Claim Adjustment
Dental RCM Glossary
A contractual reduction applied to a dental claim when the billed fee exceeds the payer's allowed amount under the provider agreement.
A claim adjustment is the difference between a dental provider's billed fee and the amount the insurance company allows under the contracted fee schedule. When an in-network provider submits a claim with charges that exceed the negotiated rate, the payer processes the claim at the allowed amount and the excess is classified as a contractual adjustment. This adjusted amount cannot be collected from the patient and must be written off by the practice as a condition of network participation. Claim adjustments are a standard component of every insurance payment transaction for in-network providers and are documented on the Explanation of Benefits or Electronic Remittance Advice.

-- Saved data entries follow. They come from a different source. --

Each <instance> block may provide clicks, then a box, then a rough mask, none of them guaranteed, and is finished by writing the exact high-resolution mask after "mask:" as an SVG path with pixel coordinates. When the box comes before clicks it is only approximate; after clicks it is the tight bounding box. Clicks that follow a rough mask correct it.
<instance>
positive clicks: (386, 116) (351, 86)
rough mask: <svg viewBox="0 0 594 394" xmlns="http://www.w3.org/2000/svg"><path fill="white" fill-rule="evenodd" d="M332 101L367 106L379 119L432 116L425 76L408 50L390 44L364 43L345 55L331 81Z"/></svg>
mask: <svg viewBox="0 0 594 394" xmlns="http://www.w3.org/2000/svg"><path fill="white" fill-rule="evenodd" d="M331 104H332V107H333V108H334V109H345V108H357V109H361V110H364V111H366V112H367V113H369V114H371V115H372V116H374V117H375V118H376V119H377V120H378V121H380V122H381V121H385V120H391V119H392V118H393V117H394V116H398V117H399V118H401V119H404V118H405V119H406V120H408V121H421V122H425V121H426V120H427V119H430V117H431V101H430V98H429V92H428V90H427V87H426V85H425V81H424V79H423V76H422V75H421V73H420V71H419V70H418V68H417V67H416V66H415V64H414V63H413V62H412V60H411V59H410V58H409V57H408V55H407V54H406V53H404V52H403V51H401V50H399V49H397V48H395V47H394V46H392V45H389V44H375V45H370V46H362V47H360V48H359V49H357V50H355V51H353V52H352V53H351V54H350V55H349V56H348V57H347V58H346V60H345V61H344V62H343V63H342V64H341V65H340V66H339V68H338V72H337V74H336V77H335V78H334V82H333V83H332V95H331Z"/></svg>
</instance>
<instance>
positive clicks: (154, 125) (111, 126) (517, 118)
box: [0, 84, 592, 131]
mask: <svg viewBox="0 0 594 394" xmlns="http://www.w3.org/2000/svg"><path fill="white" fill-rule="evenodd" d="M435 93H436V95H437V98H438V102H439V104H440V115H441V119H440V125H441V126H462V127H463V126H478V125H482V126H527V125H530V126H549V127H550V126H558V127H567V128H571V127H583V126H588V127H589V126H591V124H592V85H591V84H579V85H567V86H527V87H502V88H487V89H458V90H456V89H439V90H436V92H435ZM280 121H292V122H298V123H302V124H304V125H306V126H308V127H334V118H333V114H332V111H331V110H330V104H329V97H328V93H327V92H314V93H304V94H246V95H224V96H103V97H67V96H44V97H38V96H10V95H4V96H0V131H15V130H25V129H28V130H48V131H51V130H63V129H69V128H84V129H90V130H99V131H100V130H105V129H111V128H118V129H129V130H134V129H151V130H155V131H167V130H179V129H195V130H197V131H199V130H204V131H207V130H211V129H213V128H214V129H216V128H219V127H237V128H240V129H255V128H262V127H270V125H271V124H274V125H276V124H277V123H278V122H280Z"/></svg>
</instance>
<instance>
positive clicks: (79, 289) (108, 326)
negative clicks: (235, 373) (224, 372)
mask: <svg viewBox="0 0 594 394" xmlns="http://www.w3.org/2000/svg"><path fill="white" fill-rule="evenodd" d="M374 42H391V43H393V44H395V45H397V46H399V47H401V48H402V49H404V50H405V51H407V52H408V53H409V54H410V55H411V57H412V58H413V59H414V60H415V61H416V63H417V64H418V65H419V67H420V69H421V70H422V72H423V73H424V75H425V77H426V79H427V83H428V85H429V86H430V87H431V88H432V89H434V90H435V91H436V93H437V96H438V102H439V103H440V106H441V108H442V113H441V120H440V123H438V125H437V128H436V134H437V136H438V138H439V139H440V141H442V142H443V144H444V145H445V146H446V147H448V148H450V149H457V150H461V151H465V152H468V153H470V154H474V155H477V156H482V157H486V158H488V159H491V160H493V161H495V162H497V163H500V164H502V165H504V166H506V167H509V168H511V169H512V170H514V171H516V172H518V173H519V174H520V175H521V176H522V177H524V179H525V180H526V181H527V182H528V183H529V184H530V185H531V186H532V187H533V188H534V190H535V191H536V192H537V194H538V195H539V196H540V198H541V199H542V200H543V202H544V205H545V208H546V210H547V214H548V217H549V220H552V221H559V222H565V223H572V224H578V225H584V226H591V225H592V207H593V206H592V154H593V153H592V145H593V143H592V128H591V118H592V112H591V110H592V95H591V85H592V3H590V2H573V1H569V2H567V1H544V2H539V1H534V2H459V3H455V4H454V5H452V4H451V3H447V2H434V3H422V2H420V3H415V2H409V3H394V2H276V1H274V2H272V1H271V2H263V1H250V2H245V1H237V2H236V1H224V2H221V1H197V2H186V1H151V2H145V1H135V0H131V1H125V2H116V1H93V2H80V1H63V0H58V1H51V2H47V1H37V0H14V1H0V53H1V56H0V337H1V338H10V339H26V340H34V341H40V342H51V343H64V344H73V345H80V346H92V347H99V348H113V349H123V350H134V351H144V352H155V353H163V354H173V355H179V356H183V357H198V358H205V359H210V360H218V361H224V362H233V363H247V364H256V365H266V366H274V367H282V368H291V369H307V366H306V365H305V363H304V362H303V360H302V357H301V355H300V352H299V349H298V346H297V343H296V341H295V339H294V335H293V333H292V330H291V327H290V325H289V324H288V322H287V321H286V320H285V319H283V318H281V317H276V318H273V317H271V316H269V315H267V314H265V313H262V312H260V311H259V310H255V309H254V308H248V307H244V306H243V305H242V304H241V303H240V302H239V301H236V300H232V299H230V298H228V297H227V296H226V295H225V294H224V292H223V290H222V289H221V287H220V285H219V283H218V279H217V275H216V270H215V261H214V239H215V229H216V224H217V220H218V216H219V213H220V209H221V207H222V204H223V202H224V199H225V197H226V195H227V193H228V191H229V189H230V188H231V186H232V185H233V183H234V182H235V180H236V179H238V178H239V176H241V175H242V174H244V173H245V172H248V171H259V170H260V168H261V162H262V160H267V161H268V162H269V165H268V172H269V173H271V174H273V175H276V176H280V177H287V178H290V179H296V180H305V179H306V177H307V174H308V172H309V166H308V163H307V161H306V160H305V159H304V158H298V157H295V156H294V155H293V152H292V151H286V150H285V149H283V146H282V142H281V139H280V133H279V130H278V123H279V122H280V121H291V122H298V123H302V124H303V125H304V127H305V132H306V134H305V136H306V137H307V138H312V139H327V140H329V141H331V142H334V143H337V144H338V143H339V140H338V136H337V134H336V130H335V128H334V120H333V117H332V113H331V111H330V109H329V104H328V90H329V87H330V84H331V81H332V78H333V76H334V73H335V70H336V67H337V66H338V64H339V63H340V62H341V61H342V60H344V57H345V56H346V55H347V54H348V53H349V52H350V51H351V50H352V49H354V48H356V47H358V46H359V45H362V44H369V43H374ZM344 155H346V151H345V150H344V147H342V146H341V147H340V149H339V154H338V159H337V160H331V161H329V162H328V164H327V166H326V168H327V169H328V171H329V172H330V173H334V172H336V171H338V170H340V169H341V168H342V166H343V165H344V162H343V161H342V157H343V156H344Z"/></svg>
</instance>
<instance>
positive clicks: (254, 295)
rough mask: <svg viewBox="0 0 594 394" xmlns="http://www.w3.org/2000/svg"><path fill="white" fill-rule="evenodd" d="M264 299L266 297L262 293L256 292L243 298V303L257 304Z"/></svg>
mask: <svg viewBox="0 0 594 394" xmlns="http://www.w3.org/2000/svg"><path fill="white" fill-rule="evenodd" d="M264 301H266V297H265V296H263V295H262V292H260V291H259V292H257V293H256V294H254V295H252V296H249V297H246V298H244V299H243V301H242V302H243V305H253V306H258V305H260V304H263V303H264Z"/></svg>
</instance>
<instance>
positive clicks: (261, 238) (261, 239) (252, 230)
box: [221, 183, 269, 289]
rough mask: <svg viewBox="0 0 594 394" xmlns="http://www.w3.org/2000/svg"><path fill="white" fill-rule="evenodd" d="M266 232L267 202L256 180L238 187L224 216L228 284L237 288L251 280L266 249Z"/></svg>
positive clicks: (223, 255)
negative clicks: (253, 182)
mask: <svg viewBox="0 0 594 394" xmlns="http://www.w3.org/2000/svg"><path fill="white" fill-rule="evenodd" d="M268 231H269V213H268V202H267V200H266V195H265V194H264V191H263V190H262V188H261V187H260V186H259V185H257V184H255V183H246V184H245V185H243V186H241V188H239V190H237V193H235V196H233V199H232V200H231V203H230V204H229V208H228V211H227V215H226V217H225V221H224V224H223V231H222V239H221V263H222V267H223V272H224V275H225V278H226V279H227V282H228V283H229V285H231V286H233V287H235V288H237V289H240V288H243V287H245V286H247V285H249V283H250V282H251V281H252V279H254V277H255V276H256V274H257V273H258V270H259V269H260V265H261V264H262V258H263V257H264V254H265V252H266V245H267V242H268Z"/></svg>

Claim adjustments exist because dental practices typically maintain a single fee schedule set at or above the highest payer's allowed amount, ensuring they receive the maximum reimbursement from every carrier. Since each insurance company negotiates different rates, the gap between the practice's standard fee and each payer's allowed amount varies, producing different adjustment amounts across plans. A practice might write off 15 percent of its billed charges on one PPO contract but 40 percent on another for the same procedure. These variations make it essential to analyze adjustments at the payer and procedure code level rather than in aggregate.
Monitoring claim adjustments is a core financial management function for dental practices and DSOs. Adjustment data provides direct visibility into the effective reimbursement rate for each insurance contract, enabling practice administrators to evaluate network profitability and make data-driven decisions about contract renewals or terminations. When adjustment ratios on a particular plan consistently exceed acceptable thresholds, the practice can use this data to support fee schedule renegotiations with the carrier or to evaluate whether leaving the network would be more financially advantageous.
Why It Matters for Dental Practices
Tracking adjustment ratios by payer reveals the true cost of network participation. High adjustment percentages on specific plans may indicate that those contracts are financially unviable and should be renegotiated or dropped.
Example
A dentist bills $1,200 for a crown (D2740), but the PPO allowed amount is $900. The $300 difference is posted as a contractual adjustment. Across 40 crowns per month, this single code generates $12,000 in monthly adjustments.